🔍 中文版本请点击:README_zh.md
This is a small project I built back in my sophomore year: you take a photo of your meal, run detection/segmentation/depth estimation, and it returns a rough estimate of food weight (grams) and calories. It’s not a “one-click 100% accurate” product, but it’s a complete end-to-end pipeline that’s handy for learning, demos, and further tweaking.
If you find it useful, feel free to star the repo, fork it, and hack around. Issues/PRs are welcome.
- YOLOv8: detects tableware / containers / food targets
- SAM: segments containers and food regions (and produces overlays for visual inspection)
- MiDaS: estimates relative depth (mainly used to infer “height”)
- Classifier + calorie table: maps recognized dishes to an approximate kcal/g
- Output: weight/calories (point + range), confidence, warnings, and debug image paths
Use a “common reference object” as a ruler (by default: a bank card). First segment the container and food to get a reasonable footprint area; then use a depth model to estimate relative height and approximate volume; finally convert volume to weight using a dish-specific density and a calorie table.
In practice, the biggest sources of error are usually not the model itself, but: whether the mask includes bowl/background, whether the reference object and food are on the same plane, and whether the photo is blurry/reflective/dim. That’s why this project also saves debug overlays—so you can quickly see where the bias comes from.
This repo contains two FastAPI apps (one full pipeline and one lightweight demo):
-
Full weight/calories analysis service (recommended)
- Entrypoint:
model_training/caloriscan_api.py - Port:
8000 - Endpoint:
POST /analyze - Notes: returns weight/calories + saves debug images to
model_training/outputs/
- Entrypoint:
-
Lightweight segmentation demo (segmentation only)
- Entrypoint:
main.py - Port:
8001 - Endpoint:
POST /estimate - Notes: a minimal service to quickly validate segmentation/recognition flow
- Entrypoint:
model_training/main.pyis an older offline inference entry (usingpredict.py), mainly kept for my own past debugging. It’s not recommended as the public API entry.

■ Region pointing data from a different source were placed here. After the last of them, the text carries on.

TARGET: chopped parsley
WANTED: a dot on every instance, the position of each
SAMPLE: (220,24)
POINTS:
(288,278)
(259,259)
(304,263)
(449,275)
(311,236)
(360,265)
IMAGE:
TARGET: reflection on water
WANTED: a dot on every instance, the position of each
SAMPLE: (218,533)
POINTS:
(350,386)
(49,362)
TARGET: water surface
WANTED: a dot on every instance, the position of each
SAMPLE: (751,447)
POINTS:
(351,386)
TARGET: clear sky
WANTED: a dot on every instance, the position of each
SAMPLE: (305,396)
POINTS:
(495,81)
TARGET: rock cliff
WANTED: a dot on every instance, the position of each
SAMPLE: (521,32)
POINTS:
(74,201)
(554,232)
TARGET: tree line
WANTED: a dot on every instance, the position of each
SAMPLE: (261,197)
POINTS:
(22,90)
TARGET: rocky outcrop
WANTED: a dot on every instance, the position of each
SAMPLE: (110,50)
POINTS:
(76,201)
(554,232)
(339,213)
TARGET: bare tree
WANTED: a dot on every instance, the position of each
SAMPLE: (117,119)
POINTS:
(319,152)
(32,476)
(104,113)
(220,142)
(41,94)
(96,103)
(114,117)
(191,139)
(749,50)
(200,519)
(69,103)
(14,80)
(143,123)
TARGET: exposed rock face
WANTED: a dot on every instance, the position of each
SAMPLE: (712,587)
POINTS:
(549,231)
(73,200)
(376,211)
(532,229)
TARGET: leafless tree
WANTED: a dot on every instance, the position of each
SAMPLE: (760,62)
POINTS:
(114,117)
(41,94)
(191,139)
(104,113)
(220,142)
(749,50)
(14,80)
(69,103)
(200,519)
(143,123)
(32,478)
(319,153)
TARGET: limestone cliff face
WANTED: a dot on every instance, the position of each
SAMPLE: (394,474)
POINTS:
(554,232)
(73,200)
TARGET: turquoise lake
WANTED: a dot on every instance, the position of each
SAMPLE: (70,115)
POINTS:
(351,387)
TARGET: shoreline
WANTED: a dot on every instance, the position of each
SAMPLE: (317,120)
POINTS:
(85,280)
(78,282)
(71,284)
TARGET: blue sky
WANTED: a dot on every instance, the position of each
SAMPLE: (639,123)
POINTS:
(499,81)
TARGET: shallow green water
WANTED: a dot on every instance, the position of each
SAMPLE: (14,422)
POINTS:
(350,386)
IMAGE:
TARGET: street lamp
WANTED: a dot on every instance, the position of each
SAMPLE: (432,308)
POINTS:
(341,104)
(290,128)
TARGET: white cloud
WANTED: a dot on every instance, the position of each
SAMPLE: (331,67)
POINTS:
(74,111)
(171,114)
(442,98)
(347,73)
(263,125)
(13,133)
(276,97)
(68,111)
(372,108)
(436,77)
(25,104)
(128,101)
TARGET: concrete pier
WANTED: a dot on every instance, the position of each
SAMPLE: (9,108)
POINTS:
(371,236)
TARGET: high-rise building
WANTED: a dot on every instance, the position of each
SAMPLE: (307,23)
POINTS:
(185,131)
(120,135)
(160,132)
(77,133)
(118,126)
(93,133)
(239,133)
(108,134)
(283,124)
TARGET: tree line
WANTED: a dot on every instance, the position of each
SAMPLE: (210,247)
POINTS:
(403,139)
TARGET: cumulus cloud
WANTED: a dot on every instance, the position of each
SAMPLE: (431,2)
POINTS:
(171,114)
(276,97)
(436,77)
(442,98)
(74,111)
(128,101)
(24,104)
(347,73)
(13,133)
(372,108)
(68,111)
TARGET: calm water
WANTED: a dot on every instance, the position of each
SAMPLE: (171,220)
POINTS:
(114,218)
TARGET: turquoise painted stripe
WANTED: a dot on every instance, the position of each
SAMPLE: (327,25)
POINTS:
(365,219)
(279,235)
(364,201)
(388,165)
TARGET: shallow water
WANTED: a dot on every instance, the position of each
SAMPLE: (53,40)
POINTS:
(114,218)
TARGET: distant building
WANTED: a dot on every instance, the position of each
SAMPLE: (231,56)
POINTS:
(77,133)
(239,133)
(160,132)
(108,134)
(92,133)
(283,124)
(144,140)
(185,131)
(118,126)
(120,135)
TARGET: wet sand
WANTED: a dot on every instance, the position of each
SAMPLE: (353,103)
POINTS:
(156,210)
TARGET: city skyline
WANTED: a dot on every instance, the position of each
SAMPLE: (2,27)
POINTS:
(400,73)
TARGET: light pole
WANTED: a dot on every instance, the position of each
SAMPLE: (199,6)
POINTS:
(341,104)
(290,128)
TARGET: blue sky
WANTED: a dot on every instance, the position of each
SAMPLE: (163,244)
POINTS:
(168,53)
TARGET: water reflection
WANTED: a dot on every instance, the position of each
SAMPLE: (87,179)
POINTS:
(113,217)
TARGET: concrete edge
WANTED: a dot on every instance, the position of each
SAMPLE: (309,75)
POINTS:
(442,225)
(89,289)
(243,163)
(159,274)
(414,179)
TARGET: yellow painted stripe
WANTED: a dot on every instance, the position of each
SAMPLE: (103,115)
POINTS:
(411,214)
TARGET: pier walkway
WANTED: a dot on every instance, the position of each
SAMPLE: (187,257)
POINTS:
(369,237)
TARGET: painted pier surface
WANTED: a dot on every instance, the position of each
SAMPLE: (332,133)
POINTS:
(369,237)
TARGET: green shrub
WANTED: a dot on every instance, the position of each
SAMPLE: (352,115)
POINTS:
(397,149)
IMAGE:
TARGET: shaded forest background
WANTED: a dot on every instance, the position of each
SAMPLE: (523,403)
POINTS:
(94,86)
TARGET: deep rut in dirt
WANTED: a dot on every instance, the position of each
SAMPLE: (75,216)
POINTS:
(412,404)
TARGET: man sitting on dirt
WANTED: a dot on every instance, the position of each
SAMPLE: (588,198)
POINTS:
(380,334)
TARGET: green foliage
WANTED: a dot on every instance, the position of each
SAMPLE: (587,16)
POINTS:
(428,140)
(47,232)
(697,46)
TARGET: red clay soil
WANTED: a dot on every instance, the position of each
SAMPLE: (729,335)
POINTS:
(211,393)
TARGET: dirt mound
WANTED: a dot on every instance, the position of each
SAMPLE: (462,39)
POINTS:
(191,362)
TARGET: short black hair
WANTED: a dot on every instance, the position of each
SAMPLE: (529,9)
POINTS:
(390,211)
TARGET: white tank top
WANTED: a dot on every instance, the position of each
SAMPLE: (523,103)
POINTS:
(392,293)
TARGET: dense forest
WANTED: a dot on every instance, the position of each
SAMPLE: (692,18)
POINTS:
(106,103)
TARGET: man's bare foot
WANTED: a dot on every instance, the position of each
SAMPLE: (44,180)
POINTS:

- Python: 3.9 / 3.10 recommended
- GPU: NVIDIA GPU is much faster; CPU-only also works (but slower)
- First run needs internet: MiDaS weights are downloaded from Hugging Face and then cached
Windows PowerShell:
python -m venv venv
.\venv\Scripts\activate
python -m pip install -U pippip install -r requirements.txtIf you hit issues installing torch==...+cuXXX (platform / GPU / driver differences can be painful), a practical approach is:
- Install
torch/torchvision/torchaudiousing the official PyTorch instructions for your machine (CPU or CUDA build) - Install the rest (and if needed, remove/adjust torch-related lines in
requirements.txt)
To keep the repository small, some large model weights are not committed. Place them as follows:
| Model | Purpose | File you need | Where to put it (relative to repo root) |
|---|---|---|---|
| SAM ViT-B | Segmentation | sam_vit_b_01ec64.pth |
model_training/models/sam_vit_b_01ec64.pth |
| YOLOv8n | Detection | yolov8n.pt |
model_training/yolov8n.pt |
| Cuisine classifier (optional) | Classification | cuisine_classifier_full.pt |
model_training/cuisine_classifier_full.pt |
| MiDaS (DPT) | Depth | Auto-download | No manual placement |
Notes:
- If
model_training/models/doesn’t exist, create it. - If your downloaded filenames differ, rename them to match the table to avoid editing code.
- If
yolov8n.ptis missing, the first run will download it automatically. - The cuisine classifier weights are not published by default. If you need them, please contact the author first (see the contact info in “Commercial Use / Commercial License”). If it’s missing, the API still runs but returns
unknownand uses a default calories factor.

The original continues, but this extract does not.